The prevailing theory was that Azeroth herself was wounded. In her wounding, she was desperate to heal, as anything hurt was. The world soul was frantic in her pain. It seemed fitting that in her working to heal herself, she would repair wounds.
Khaeris shivered with that train of thought. She didn't' belong here. She was the 'wrong one'. Kharris was the woman naturally here. Khaeris was a 'lesion'. Too long had Khaeris, and Kharris, ignored the issue in favor of pretending it wouldn't be a problem. No one had worked out how it had happened, or why, or even precisely when, but Khaeris kept hearing the brassy, confident voice of the bronze dragon in the Caverns of Time.

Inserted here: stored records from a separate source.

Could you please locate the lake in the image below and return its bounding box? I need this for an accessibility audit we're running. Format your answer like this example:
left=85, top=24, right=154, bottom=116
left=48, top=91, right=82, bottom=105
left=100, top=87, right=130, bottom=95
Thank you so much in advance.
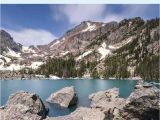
left=0, top=79, right=137, bottom=116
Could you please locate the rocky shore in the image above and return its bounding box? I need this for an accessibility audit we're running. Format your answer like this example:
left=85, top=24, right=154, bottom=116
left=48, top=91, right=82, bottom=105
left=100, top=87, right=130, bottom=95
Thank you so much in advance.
left=0, top=82, right=160, bottom=120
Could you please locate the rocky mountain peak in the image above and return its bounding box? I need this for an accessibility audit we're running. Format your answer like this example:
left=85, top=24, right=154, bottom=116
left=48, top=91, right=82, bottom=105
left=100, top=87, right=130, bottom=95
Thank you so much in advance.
left=0, top=30, right=22, bottom=53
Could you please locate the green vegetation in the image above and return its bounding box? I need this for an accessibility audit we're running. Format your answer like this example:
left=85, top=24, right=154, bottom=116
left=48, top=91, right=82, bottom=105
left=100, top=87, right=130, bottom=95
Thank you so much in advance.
left=37, top=17, right=159, bottom=80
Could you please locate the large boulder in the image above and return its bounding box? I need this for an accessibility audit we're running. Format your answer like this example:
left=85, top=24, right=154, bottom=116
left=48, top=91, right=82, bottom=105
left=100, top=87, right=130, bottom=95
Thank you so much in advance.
left=47, top=86, right=77, bottom=107
left=114, top=83, right=160, bottom=120
left=46, top=107, right=105, bottom=120
left=89, top=88, right=125, bottom=116
left=0, top=92, right=48, bottom=120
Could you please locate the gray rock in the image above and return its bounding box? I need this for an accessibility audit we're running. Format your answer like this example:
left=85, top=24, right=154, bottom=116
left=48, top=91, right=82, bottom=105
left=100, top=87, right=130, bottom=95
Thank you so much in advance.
left=89, top=88, right=125, bottom=116
left=46, top=107, right=105, bottom=120
left=0, top=92, right=48, bottom=120
left=47, top=86, right=77, bottom=107
left=114, top=84, right=160, bottom=120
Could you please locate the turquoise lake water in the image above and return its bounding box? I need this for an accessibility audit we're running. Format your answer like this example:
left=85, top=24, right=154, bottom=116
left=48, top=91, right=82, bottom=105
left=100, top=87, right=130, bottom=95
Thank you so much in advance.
left=0, top=79, right=136, bottom=116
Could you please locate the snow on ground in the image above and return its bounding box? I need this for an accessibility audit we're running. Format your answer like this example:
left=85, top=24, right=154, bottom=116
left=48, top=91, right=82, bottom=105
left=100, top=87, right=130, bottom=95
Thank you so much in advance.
left=50, top=40, right=60, bottom=47
left=82, top=22, right=96, bottom=32
left=0, top=55, right=11, bottom=63
left=108, top=36, right=134, bottom=50
left=98, top=42, right=111, bottom=60
left=0, top=64, right=25, bottom=71
left=6, top=48, right=20, bottom=57
left=32, top=53, right=44, bottom=57
left=76, top=50, right=92, bottom=60
left=28, top=62, right=43, bottom=69
left=61, top=51, right=69, bottom=55
left=49, top=75, right=61, bottom=79
left=102, top=23, right=106, bottom=27
left=22, top=46, right=36, bottom=53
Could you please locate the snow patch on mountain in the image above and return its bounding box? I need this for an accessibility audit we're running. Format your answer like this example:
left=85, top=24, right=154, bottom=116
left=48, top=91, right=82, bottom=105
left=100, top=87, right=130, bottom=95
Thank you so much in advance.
left=22, top=46, right=36, bottom=53
left=82, top=22, right=96, bottom=32
left=98, top=42, right=111, bottom=60
left=6, top=48, right=21, bottom=58
left=0, top=55, right=11, bottom=63
left=0, top=64, right=25, bottom=71
left=50, top=40, right=60, bottom=47
left=30, top=62, right=43, bottom=69
left=108, top=36, right=135, bottom=49
left=61, top=51, right=69, bottom=55
left=76, top=50, right=92, bottom=60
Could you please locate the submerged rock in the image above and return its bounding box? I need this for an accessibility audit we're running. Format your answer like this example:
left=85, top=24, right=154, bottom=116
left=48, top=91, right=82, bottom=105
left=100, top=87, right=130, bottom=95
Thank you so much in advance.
left=46, top=107, right=105, bottom=120
left=89, top=88, right=125, bottom=116
left=47, top=86, right=77, bottom=107
left=114, top=83, right=160, bottom=120
left=0, top=92, right=48, bottom=120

She would be corrected. Eventually.
And that eventuality seemed to be coming closer and closer every day. It felt like a weight pressing slowly down on her. She imagined she could feel her molecules sinking into nothingness between the reality of the bench beneath her. Feel the frequency her life shifting out of sync with the rest of the world.
The tea cup clattered against the table and she gasped with air that hadn't been there a moment before.
For a moment, she hadn't been there.
It had happened. Here. In her own vardo. Past all the wards.
She pressed her hands into the table top, as hard as she could. She was here. She was here.
But for a moment, for the briefest flashes of of a hint of a second, she hadn't been.